DavidWarrenOnline
NEWSPAPER COLUMNS

SUNDAY SPECTATOR
November 28, 2004
Canada on drugs
We learned from the Canadian Addiction Survey this last week that the use of marijuana has nearly doubled in the last ten years. Perhaps no other single fact better explains the drift of Canadian politics. Indeed the report (sponsored by Health Canada and others) may offer a one-stop shop for those trying to account for a wide variety of political and social developments in Canada since Jean Chr?tien came to power.

A figure now approaching half the population freely admit to having smoked dope and something like one-in-nine also admit to the use of hallucinogens. Ditto cocaine. On the other hand fewer than one-in-sixteen of your neighbours are on hoppers and less than one-in-twenty have done heroin and/or ecstasy. (Higher in cities.)

The part that surprised me least was that pot-use "increases with education and income"; which is just what they say about the Liberal vote. It's been a long time since there was any correlation between formal education and learning or between high income and social utility; I therefore find no paradox to confront. The response of the Liberal Party has been to make efforts to decriminalize the recreational use of marijuana and who could blame them? They know their constituency.

Whereas the NDP might be compared to the resin left at the bottom of the pipe after the leaves have all burned away. One thinks of the card distributed by Jack Layton supporters in the last election which showed the Great Helmsman's face superimposed upon a sprig of guess-what. It declared a real enthusiasm for legalizing marijuana and looked forward to the day when people would be able to smoke at their ease in their homes and "socially" in restaurants and so forth. Substitute tobacco for marijuana and I might be tempted to vote NDP.

Well actually I just realized I have told a lie. The part that surprised me least in the addiction survey was not the stuff about education and income. The truth is I was even less surprised to learn that British Columbia led the other provinces in drug use. I've been to Vancouver several times in the last decade and was under the impression that it was not I but the whole city that was on some kind of trip. Even the bankers there seem -- let's say a little flighty.

What can it all mean?

Don't ask me man. I stopped doing drugs when I realized they make you crazy. It would be a serious lie to say that I never inhaled -- um anything. But that was in another era and as the saying goes if you remember the 'sixties you weren't there.

I'm aware that I'm writing in the newspaper in which the semi-legendary Dan Gardner wrote innumerable series of award-winning articles arguing that the legalization of drugs would put an end to all associated organized crime and make the world safe for democracy. It's one of those issues about which even though I am a vocational pundit I have never had an opinion. But wait for it I'm about to come up with one.
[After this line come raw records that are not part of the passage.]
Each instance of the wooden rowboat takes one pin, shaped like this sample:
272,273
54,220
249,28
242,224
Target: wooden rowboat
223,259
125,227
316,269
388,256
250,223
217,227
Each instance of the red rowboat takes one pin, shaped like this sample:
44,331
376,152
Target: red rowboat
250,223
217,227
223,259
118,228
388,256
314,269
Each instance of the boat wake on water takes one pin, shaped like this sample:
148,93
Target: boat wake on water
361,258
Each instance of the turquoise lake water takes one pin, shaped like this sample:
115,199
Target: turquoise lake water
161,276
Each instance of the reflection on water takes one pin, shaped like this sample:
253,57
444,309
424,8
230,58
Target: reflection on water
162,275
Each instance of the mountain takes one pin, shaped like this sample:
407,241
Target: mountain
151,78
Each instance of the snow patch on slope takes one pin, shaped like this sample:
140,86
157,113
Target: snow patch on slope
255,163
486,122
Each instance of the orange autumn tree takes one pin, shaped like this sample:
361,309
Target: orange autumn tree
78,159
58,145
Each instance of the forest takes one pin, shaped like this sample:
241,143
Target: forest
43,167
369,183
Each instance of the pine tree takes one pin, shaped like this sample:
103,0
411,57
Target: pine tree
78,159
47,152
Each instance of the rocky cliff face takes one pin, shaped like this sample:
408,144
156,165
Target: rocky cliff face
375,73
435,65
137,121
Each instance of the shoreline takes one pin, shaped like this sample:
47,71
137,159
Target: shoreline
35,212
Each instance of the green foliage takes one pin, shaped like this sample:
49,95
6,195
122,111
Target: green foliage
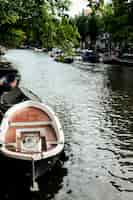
15,37
37,22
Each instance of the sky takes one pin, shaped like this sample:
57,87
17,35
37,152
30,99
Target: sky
78,5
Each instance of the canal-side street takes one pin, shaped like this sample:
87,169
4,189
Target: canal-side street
94,103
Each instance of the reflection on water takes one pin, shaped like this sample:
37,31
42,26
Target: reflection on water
18,187
95,107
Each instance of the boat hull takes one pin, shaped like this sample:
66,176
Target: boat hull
20,167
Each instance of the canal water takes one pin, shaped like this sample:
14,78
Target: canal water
94,103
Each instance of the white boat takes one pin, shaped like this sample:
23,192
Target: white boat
31,136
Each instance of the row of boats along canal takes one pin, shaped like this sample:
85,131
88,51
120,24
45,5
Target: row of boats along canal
31,135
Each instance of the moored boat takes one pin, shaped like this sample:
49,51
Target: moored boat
31,138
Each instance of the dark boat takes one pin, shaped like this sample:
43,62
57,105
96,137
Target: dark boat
90,56
114,60
31,136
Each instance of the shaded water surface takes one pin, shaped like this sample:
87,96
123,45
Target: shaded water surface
95,107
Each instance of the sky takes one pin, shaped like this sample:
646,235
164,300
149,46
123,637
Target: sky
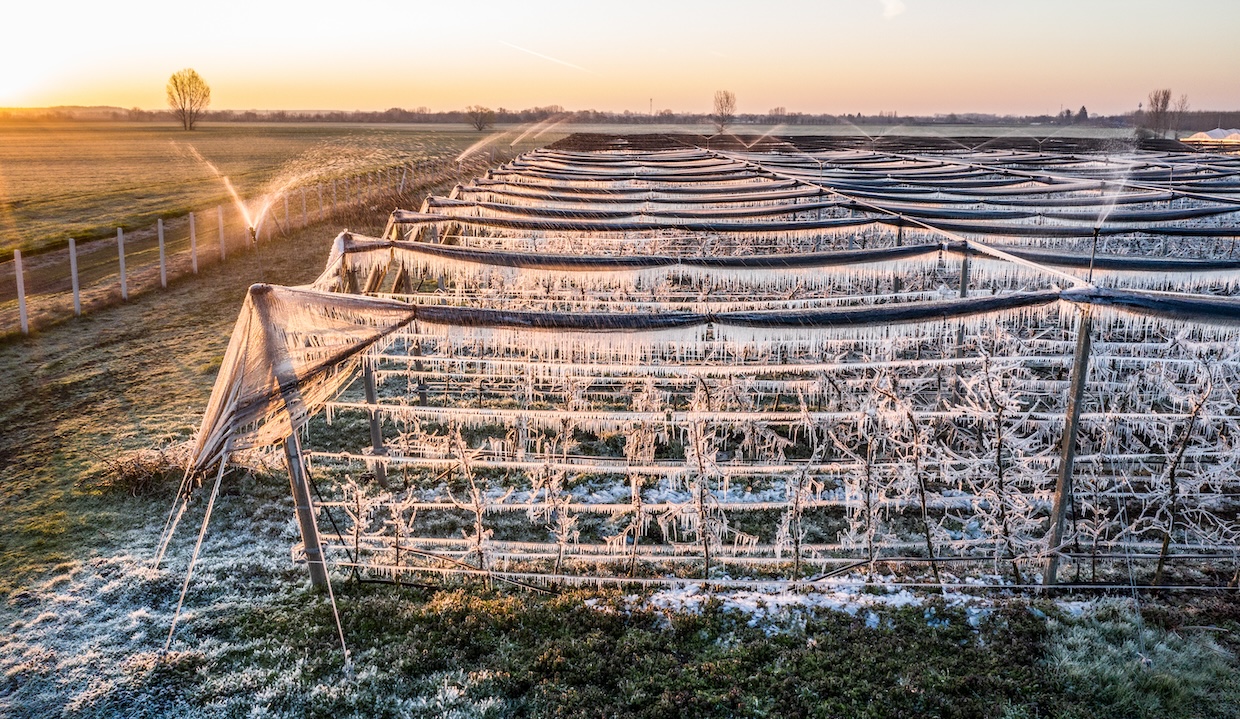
811,56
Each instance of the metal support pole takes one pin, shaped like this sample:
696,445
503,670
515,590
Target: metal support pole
163,255
73,278
306,521
21,291
1068,446
120,253
377,448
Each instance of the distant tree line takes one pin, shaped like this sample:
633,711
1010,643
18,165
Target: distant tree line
1189,120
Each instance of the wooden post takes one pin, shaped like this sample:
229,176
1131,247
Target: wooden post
73,278
964,273
194,246
21,291
299,480
1068,448
377,448
223,248
306,521
163,257
120,253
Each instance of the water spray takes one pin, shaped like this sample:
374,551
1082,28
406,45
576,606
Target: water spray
1093,253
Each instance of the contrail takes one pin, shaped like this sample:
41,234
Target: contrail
548,57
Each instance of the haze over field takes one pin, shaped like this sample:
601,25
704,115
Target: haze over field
840,56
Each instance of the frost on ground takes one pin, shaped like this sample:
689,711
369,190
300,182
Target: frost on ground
773,610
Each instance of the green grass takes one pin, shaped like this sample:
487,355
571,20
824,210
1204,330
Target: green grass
83,619
83,180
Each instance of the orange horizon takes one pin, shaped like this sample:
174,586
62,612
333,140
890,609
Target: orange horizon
913,57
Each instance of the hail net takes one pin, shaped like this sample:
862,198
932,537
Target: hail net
765,366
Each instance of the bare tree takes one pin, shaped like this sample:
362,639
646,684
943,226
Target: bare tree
1179,110
189,96
1157,117
724,109
481,118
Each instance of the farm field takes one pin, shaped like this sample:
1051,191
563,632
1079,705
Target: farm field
83,180
86,616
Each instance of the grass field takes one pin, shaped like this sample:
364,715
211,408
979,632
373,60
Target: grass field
84,615
83,180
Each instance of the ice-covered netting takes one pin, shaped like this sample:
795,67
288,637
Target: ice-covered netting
742,366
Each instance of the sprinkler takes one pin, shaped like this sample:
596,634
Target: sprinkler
1091,255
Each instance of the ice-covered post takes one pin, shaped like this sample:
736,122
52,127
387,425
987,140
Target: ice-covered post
376,429
120,253
21,291
305,511
299,481
194,246
1068,446
73,278
223,249
163,257
964,272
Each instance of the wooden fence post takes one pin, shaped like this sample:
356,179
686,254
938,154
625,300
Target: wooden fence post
21,291
163,258
1068,446
73,278
194,246
223,247
120,253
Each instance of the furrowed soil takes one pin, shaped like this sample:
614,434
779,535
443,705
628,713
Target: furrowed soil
86,616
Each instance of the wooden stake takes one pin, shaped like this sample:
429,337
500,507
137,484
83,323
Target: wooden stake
377,448
1068,448
163,258
73,278
306,522
194,246
21,291
120,253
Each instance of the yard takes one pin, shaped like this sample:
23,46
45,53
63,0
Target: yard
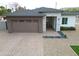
33,44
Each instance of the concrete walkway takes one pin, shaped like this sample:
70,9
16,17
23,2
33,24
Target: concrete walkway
33,44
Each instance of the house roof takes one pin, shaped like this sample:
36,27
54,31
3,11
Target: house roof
40,11
34,12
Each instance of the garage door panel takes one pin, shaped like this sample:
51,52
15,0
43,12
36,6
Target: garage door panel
25,26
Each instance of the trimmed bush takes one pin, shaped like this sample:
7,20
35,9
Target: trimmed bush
67,28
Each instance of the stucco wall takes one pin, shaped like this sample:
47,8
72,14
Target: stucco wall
58,20
71,21
44,24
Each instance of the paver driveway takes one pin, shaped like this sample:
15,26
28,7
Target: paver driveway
32,44
23,44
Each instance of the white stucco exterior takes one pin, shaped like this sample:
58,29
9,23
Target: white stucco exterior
58,21
44,24
71,21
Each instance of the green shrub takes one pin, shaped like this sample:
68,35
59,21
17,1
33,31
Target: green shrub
67,28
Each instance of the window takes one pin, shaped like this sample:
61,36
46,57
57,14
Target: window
21,20
64,20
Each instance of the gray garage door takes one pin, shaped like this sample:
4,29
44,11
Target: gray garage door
25,25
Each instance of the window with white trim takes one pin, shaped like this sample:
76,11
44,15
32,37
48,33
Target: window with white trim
64,20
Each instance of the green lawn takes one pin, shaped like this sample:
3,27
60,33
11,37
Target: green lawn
75,48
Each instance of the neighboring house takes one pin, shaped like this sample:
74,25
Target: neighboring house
2,23
40,20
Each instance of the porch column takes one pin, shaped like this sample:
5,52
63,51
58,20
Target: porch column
58,23
44,24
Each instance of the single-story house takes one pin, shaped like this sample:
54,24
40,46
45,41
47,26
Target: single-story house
40,20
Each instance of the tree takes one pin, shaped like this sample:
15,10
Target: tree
4,10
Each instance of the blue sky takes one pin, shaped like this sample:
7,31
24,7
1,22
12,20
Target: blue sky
31,4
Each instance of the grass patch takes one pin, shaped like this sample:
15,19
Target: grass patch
76,49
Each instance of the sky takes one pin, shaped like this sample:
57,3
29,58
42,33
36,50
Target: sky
31,4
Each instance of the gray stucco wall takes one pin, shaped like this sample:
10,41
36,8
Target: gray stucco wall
9,21
2,25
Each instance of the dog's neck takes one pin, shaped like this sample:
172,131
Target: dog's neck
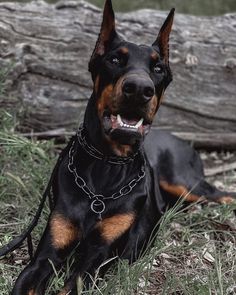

The flaw in the libertarian argument is that people don't need permission to misbehave. That is the part of human behaviour that comes naturally. Instead it takes a considerable amount of repressive tradition social stigma and legal threat to get anything good out of the species. And while there may be some tactical discussion of what is worth making illegal and what is not the idea that you can reduce crime by getting rid of laws is tautological.

In this case the question of organized crime is tertiary. We have police to take care of that sort of thing and if there aren't enough then we need more.

The secondary question is: Do we want to live in a country which is a magnet for all the superannuated hippies in the USA? While the Americans progressively close the border against drug shipments passing the other way? With consequences for all the dwindling number of Canadians who do not happen to be stoned out of their wee minds? But even on this level drug legalization would be merely an act of stupidity.

The primary question is do we want the drug culture to become our public culture? For that is the unseen goal we now approach: in a word Holland.

Call me square but it's yet another horror I would like to have shoved back in its closet and a bolt driven through the door.